On 8th July City Voices celebrated 150 years of Arnold Bennett with Dr. Leslie Powner, Honorary Research Fellow at Keele University. Leslie provided an introduction to Bennett's life, work and popular reputation, including readings from two of his short stories "The Heroism of Thomas Chadwick" and "Death, Fire, and Life" which focus mainly on Bennett’s depiction of Potteries characters and places. To “old skool” Potters it may seem inconceivable that there might be anyone interested in literature (or born in the Potteries) who are not familiar with Bennett’s work. We must remember however that Arnold Bennett was born in 1867, and died in 1931 which is before most of City Voices members were born. There was a TV series of his “Clayhanger” trilogy, but even that was back in the 1970’s. So Leslie was aware that there were some people who never heard of Bennett, let alone read his work.
Bennett's output was prodigious but by his own admission, was about maximising his income. As Bennett put it: “Am I to sit still and see other fellows pocketing two guineas apiece for stories which I can do better myself? Not me. If anyone imagines my sole aim is art for art’s sake, they are cruelly deceived”
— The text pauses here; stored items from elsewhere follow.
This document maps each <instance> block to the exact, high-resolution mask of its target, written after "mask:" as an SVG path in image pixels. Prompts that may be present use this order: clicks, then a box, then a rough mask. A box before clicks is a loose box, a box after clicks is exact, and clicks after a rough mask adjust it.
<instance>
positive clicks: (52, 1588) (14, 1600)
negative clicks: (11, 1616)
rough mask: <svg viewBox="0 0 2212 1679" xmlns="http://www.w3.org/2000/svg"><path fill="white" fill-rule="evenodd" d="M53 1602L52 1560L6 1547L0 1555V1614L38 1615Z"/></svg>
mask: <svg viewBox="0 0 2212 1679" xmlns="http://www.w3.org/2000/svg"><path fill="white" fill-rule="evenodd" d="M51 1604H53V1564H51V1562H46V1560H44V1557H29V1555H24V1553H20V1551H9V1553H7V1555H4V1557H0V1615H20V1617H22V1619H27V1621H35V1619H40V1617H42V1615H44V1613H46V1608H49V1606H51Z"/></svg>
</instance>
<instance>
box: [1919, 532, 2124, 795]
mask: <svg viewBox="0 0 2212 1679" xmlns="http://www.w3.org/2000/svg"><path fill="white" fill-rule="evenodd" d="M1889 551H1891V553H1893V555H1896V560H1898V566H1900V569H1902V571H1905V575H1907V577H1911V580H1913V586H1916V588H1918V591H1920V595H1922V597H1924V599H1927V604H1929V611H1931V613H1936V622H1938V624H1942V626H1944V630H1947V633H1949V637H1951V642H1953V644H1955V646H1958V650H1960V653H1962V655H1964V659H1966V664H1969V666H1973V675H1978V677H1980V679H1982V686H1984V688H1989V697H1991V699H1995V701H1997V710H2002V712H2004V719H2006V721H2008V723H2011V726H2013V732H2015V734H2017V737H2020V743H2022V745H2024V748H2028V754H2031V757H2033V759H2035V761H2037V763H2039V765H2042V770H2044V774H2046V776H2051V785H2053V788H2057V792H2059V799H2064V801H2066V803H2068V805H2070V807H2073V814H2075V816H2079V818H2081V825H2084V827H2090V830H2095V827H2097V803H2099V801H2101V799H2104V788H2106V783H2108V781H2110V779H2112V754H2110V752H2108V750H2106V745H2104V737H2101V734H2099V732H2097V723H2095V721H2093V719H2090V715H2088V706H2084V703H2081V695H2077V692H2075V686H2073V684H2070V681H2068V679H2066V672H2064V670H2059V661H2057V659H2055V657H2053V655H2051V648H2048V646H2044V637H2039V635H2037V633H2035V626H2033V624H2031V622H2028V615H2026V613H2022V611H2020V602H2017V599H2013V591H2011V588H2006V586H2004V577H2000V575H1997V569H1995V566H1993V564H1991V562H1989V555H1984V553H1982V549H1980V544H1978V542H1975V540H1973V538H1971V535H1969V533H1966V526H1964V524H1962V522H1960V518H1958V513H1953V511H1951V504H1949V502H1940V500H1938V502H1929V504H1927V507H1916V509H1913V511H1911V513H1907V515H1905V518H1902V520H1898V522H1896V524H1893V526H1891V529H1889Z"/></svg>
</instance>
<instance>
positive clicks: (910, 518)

Bennett’s contemporaries, notably Virginia Wolf, criticised his work. To her and other Bloomsbury authors Bennett represented the "old guard". His style was traditional, which made him an obvious target for those who liked to present themselves as challenging literary conventions. Bennett regarded the Bloomsburys as decadents, whose ideas and life-style were as far removed from “ordinary” people as Kim Kardashian and Kanye West might seem to us! (Unlike today, not many people sought to emulate celebraties)
It was not until the 1990s that a more positive view of his work was generaly accepted.
I think that Leslie won over anyone who was unaware of Bennett with his excellent reading skills, and in fact we had been given a taster of Bennett in a reading a couple of weeks before. His characters are quite brilliant – funny, pathetic, overbearing, ambitious, desperate and all too human. The descriptions of a Potteries which is still within living memory, yet long-gone, make the books very real. The challenge for City Voices Members now is to write a short story in the style of the great man himself. Leslie will be returning to CV on 28th October for a workshop and maybe a read-around of our stories. A real challenge this one!